En las noches los Varactyls se ocultan. En estas horas, ellos son vulnerables a las especies depredadoras, como los voladores dactillions que se alimentan de sus huevos y crías. Como protección, los Varactyls se juntan en hordas para preservar su vida. A pesar de ser adversarios en sus formas salvajes, los Varactyl y los dactillions domesticados, son colocados en corrales juntos.

Fue una noche que los bravos Utai lograron capturar a su primer Varactyl en las épocas prehistóricas, marcando la domesticación del lagarto de monta, que definitivamente cambiaría la cultura de los Utai. Con los Varactyl bajo su control pudieron viajar más allá de los niveles de sus hogares, explorando la superficie de los hoyos y llegando a la superficie del planeta en donde hicieron sus primeros contactos con los más altos, Pau’ans.

Kenobi y Boga en el asalto a Utapau

A pesar de ser una criatura grande, Boga era un animal silencioso.
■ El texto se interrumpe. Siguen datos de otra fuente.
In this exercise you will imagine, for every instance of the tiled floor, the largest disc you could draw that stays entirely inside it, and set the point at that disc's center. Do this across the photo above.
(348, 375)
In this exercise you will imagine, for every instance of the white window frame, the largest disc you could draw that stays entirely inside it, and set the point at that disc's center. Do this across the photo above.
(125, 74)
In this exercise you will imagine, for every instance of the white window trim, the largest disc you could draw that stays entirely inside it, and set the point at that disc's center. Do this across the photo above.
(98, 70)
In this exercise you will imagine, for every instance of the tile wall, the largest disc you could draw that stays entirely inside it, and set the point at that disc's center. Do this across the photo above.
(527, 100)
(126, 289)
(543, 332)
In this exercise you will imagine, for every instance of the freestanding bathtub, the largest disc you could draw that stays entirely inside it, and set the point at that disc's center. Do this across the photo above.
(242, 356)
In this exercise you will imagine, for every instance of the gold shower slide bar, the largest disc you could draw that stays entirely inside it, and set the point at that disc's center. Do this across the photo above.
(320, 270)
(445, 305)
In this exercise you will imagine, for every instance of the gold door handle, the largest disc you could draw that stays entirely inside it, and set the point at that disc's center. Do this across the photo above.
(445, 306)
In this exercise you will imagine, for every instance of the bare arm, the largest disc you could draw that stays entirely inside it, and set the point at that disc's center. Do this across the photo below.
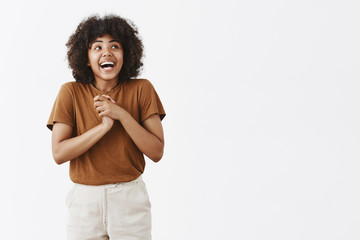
(148, 137)
(65, 147)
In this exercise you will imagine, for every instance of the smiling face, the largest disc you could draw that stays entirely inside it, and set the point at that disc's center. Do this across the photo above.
(105, 56)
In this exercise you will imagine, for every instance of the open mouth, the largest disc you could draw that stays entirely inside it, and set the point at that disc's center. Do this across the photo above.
(107, 65)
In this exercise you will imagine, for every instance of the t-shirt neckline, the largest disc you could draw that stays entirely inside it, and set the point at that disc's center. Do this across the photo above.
(105, 92)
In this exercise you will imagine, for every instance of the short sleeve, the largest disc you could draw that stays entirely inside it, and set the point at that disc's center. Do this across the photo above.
(150, 102)
(63, 109)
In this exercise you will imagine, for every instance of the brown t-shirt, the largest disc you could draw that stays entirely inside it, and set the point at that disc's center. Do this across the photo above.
(115, 157)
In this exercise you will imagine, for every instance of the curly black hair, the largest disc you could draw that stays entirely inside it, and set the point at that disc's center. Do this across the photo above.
(93, 27)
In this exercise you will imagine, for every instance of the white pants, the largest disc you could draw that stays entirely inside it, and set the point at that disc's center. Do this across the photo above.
(111, 211)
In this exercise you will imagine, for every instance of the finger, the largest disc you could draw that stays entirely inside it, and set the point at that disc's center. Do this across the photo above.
(109, 98)
(100, 109)
(100, 98)
(98, 103)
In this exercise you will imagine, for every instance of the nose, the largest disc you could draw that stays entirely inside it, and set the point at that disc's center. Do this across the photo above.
(107, 53)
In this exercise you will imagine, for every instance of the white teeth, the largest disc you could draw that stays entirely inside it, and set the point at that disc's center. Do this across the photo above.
(107, 63)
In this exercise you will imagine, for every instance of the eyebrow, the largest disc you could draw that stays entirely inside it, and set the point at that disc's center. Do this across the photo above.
(114, 40)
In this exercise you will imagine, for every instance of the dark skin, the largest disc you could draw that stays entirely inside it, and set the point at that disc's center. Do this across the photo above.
(148, 136)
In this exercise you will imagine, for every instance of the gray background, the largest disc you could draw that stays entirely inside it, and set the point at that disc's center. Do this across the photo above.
(262, 127)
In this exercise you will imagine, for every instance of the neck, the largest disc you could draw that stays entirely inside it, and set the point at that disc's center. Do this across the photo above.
(105, 85)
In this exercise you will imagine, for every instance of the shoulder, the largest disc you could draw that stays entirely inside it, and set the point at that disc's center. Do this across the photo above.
(139, 82)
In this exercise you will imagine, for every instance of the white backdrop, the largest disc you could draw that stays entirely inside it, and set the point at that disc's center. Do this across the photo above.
(262, 127)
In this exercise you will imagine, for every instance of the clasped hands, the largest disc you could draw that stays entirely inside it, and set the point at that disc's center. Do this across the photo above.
(107, 109)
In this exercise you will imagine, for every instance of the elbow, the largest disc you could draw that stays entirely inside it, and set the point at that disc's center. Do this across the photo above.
(59, 159)
(157, 155)
(156, 158)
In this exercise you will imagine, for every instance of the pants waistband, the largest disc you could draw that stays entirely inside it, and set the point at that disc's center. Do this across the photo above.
(111, 185)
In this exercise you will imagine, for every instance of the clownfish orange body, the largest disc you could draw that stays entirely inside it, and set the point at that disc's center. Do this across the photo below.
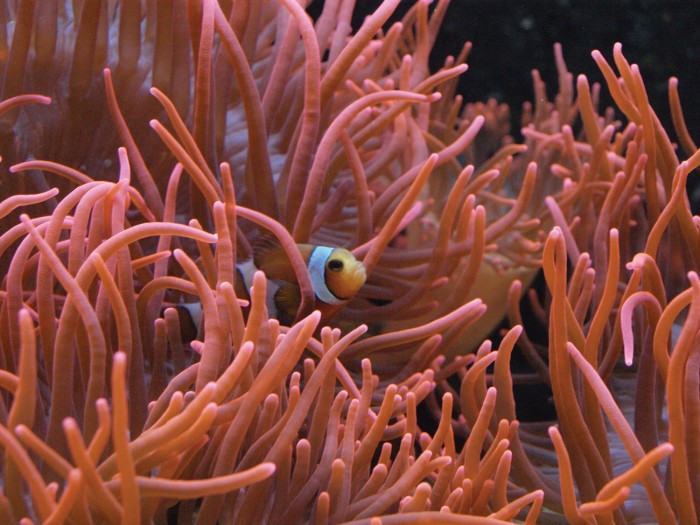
(335, 274)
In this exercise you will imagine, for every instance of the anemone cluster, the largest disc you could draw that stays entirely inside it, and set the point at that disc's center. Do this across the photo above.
(147, 148)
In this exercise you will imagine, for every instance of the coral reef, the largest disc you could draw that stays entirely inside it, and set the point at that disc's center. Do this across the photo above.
(148, 147)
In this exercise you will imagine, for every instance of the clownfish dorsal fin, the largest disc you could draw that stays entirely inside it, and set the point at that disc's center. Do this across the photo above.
(270, 257)
(287, 300)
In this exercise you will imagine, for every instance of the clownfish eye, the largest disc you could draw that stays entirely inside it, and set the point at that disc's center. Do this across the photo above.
(335, 265)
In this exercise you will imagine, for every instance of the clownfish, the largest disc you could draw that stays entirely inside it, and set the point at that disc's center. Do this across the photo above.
(336, 276)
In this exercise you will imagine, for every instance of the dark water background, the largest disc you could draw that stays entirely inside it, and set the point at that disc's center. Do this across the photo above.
(510, 38)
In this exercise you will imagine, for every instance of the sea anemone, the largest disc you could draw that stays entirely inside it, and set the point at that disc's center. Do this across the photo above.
(149, 147)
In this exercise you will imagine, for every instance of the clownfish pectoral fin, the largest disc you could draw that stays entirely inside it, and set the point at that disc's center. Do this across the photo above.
(270, 257)
(287, 300)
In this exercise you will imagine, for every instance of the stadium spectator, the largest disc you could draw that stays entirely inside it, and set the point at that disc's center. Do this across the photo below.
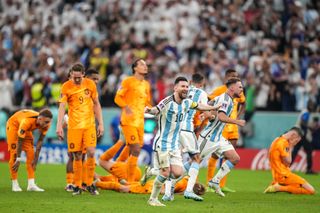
(44, 37)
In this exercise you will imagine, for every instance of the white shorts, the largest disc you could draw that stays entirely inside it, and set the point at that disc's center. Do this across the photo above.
(189, 142)
(165, 159)
(207, 147)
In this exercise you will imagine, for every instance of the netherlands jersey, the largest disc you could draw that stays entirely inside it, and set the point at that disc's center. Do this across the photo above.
(216, 126)
(170, 119)
(196, 95)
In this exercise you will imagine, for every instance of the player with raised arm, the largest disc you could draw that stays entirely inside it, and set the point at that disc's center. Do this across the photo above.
(20, 138)
(230, 131)
(171, 113)
(211, 138)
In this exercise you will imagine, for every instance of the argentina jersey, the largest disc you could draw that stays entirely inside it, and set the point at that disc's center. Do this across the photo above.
(216, 126)
(196, 95)
(170, 118)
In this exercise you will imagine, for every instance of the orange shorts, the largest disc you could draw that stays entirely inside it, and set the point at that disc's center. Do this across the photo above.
(291, 179)
(230, 132)
(133, 135)
(79, 139)
(119, 169)
(12, 139)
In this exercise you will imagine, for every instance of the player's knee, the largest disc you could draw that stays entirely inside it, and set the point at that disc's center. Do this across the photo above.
(135, 149)
(214, 156)
(235, 159)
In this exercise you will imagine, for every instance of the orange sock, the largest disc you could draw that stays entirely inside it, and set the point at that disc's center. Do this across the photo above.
(109, 185)
(84, 172)
(91, 164)
(69, 178)
(211, 168)
(294, 190)
(13, 174)
(124, 154)
(131, 167)
(223, 181)
(77, 172)
(112, 151)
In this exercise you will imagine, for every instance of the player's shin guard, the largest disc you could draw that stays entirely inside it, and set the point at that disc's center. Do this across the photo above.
(77, 172)
(186, 167)
(211, 167)
(112, 151)
(193, 174)
(132, 164)
(90, 170)
(223, 171)
(157, 185)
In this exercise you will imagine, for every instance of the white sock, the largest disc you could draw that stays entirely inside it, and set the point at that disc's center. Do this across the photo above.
(186, 167)
(157, 185)
(167, 188)
(223, 171)
(193, 174)
(154, 171)
(31, 182)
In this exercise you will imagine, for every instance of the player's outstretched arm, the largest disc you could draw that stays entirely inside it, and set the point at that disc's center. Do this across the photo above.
(224, 118)
(98, 115)
(151, 110)
(59, 128)
(206, 107)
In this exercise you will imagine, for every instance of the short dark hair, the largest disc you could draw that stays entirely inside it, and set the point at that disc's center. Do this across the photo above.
(229, 71)
(135, 63)
(180, 78)
(297, 130)
(77, 67)
(91, 71)
(197, 78)
(232, 81)
(46, 113)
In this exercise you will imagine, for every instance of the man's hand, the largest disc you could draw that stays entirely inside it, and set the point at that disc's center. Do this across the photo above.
(16, 165)
(100, 130)
(128, 110)
(241, 122)
(147, 109)
(60, 133)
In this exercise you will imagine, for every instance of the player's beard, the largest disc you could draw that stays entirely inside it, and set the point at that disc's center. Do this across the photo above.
(77, 80)
(183, 95)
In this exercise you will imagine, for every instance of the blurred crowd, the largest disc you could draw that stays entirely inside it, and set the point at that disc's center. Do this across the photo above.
(273, 44)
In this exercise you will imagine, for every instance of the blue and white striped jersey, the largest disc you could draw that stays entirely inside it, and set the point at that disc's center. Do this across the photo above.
(170, 118)
(196, 95)
(216, 126)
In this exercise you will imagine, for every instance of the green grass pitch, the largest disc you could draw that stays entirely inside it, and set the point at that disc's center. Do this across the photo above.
(248, 198)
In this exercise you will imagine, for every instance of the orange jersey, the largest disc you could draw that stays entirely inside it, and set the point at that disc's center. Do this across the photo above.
(80, 101)
(135, 94)
(279, 149)
(222, 89)
(24, 122)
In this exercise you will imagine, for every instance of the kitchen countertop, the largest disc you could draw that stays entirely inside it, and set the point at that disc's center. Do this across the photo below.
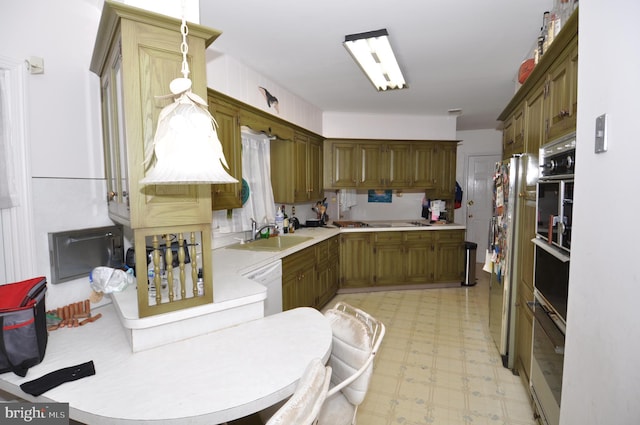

Se mantuvo quieto y sigiloso mientras llevaba a Kenobi al décimo nivel en donde se encontraba el General Grievous y el consejo Separatista junto con las fuerzas droides. Fue ahí donde Obi-Wan pudo confrontar al esquivo General. El duelo desencadenó una persecución, en la que Kenobi llamó a Boga para seguir al fugitivo enemigo y la leal criatura cargó al Jedi siempre cerca de Grievous. El seguimiento era peligroso y difícil a través de las calles de la ciudad. Aún así Boga llevó a Kenobi hasta donde este lo necesitó.

Cuando se dio la Orden 66, los batallones de tropas clones se volvieron contra su General Kenobi. Mientras Obi-Wan se dirigió a terminar la batalla contra lo que quedaba de las fuerzas droides, el Comandante Cody ordenó abrir fuego sobre su líder y una descarga del cañón láser de un AT-TE hizo caer al Jedi y su montura del risco. Los dos cayeron hasta una formación natural de agua de una considerable altura, por lo cual, los clones creyeron que Kenobi había perecido. En realidad, logró sobrevivir a la caída, a diferencia de la desafortunada criatura.